The Israel Defense Forces “provides equal opportunity, regardless of where you come from, and will continue to integrate soldiers from various ethnic groups,” Chief of Staff Gadi Eizenkot tells Druze and Bedouin leaders amid backlash over recently enacted nation-state law.

Shaykh Muwaffak Tarif (center), spiritual leader of the Israeli Druze community, attends a conference of the Zionist Druze Movement in Herzliya on July 16, 2018. Photo by Flash90.
Shaykh Muwaffak Tarif (center), spiritual leader of the Israeli Druze community, attends a conference of the Zionist Druze Movement in Herzliya on July 16, 2018. Photo by Flash90.

IDF Chief of Staff Lt. Gen. Gadi Eizenkot visited the tomb of Sheikh Amin Tarif in the Druze village of Julis in Israel’s north on Friday, in honor of the upcoming Eid al-Adha holiday. He was accompanied by senior officers in the Israel Defense Forces, including the military’s highest-ranking Druze officer, Brig. Gen. Ghassan Alian, who was recently appointed head of the Central Command Staff.

The top military officials met with representatives of Israel’s Druze community and its spiritual leader, Sheikh Mowafaq Tarif, as well as representatives of the Bedouin community, and spoke with them about the integration of minority populations in Israel into the IDF.

Eizenkot’s meeting comes as many in the Druze and other non-Jewish ethnic minorities have expressed anger over Israel’s recently enacted nation-state law, which enshrines Israel’s ‎Jewish character and downgrades the status of ‎Arabic from an official to a “special” language in Israel.

According to IDF findings, this past year has seen a 30 percent increase in enlistment to the army among members of the Bedouin community, and the Druze population continues to serve in an ever wider variety of military roles.

“In order for the military to realize its mission, high-caliber people who are committed to action are required,” Eizenkot said at the meeting. “I recognize this commitment to action in the members of the Bedouin community and the Druze community in every IDF visit.
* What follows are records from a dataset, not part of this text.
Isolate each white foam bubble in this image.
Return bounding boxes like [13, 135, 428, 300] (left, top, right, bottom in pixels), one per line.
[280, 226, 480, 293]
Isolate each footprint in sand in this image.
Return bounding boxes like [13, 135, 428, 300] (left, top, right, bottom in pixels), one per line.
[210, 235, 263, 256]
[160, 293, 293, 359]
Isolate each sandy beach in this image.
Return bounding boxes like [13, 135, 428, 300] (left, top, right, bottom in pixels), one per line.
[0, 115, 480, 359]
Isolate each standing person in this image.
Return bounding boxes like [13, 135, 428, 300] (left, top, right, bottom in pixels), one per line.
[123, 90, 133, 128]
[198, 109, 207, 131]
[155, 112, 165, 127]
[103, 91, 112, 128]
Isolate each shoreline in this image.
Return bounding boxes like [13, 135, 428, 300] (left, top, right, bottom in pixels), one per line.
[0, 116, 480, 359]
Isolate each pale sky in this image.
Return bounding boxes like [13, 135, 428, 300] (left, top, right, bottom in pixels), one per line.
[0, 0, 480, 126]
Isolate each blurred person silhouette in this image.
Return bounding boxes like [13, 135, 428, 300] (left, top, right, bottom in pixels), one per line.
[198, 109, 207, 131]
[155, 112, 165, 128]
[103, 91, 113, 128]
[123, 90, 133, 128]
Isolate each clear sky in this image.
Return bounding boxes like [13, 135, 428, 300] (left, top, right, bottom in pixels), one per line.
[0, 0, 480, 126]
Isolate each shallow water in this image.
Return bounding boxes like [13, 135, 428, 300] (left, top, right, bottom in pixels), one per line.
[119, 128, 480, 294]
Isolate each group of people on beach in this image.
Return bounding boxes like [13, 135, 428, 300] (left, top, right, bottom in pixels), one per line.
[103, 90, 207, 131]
I see the partnership before my eyes, every day and every hour.”

According to Eizenkot, this partnership and responsibility is an integral part of an army that represents everyone who grew up in Israel and do their part for the country.

“We need to look back 70 years with pride and 70 years ahead toward a shared future,” Eizenkot emphasized. “This is not integration; it is shared responsibility, this is mutual commitment.”

He said the proof was the number of Druze officers who climb the ranks, in addition to the increase in the number of Bedouin recruits.

“The IDF provides equal opportunity, regardless of where you come from,” he said, “and will continue to act to realize the tenets of the people’s army and integrate all soldiers of various ethnic groups.”